The court need not reach the remaining causes of action of the complaint.
The plaintiff's request for attorney's fees is denied as an improper request for fees on fees. "[A]n award of fees on fees must be based on a statute or agreement." Sage Realty Corp, v Proskauer Rose LLP, 288 A.D.2d 14, 15 (1st Dept. 2001). Since clear and unambiguous contractual or statutory language permitting fees on fees is absent here, no such award is warranted. See 546-522 West 146th Street LLC v Arfa, 99 A.D.3d 117 (1st Dept. 2012); Sage Realty Corp, v Proskauer Rose LLP, supra.

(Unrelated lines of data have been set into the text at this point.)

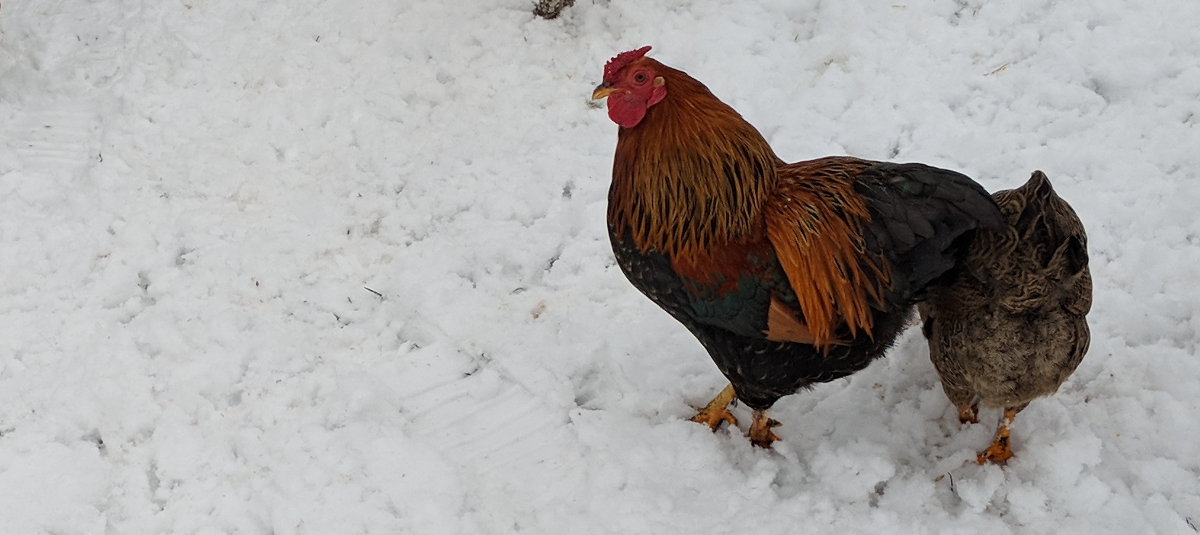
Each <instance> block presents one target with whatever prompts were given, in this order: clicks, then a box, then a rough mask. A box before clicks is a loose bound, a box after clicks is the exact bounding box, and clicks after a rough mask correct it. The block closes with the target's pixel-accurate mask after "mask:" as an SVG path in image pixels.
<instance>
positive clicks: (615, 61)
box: [604, 44, 650, 83]
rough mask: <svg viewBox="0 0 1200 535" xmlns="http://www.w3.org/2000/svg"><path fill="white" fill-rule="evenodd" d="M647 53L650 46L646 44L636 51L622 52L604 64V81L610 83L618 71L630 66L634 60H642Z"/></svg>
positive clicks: (615, 75)
mask: <svg viewBox="0 0 1200 535" xmlns="http://www.w3.org/2000/svg"><path fill="white" fill-rule="evenodd" d="M647 52H650V46H649V44H647V46H644V47H642V48H638V49H637V50H629V52H623V53H620V54H617V55H616V56H613V59H611V60H608V62H607V64H604V80H605V82H608V83H612V82H613V80H614V78H617V71H620V70H622V68H623V67H624V66H626V65H629V64H632V62H634V61H636V60H640V59H642V56H643V55H646V53H647Z"/></svg>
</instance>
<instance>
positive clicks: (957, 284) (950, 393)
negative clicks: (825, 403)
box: [919, 172, 1092, 464]
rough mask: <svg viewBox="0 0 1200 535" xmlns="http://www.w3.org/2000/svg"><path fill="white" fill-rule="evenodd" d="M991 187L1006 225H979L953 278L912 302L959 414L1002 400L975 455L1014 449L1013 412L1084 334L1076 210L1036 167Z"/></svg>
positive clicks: (950, 399) (996, 461)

Nor is there any agreement in the record to support the plaintiff's request for 12% contractual interest. Rather, statutory interest of 9% is awarded from May 30, 2018. While interest may be computed "from the earliest ascertainable date the cause of action existed", where, as here, "damages were incurred at various times", interest may be computed "upon all of the damages from a single reasonable intermediate date." CPLR 5001(b). Since the unpaid invoices span a five-year period just prior to commencement of the action, the date that approximates 2 /1/2 years from the first unpaid invoice is June 1,2018. See Maurice Kassimir & Assocs., P.C. v Omri, 189 A.D.3d 581 (1st Dept. 2020); Solow Mgmt. Corp, v Tanger, 43 A.D.3d 691 (1st Dept. 2007).
Accordingly, it is
ORDERED that the plaintiff's motion, pursuant to CPLR 2221(e), to renew its prior motion for leave to enter a default judgment against the defaulting defendants and, upon renewal, pursuant to CPLR 3215, for leave to enter a default judgment, is granted, without opposition; and it is further
ORDERED that the Clerk of the court shall enter a money judgment in favor of the plaintiff and against defendants David Kushner, Paradigm Credit Corp., Paradigm Capital Group, LLC, Paradigm Capital Funding LLC, Mercury Credit Corp., Paradigm CF Corp, f/k/a Mercury Capital Corp., Paradigm Monroe Center III LLC, Paradigm Exchange LLC, Exchange Partners Group LLC, PCF Exchange LLC, Paradigm Elizabeth, LLC, Paradigm East Hanover LLC, East Hanover Partners LLC, Tulipan Industry &Sons LLC, and NOMG Limited Partnership, jointly and severally, in the sum of $444,640.81; plus costs and statutory interest from June 1,2018, and it is further
ORDERED that the Clerk shall mark the file accordingly.
This constitutes the Decision and Order of the court.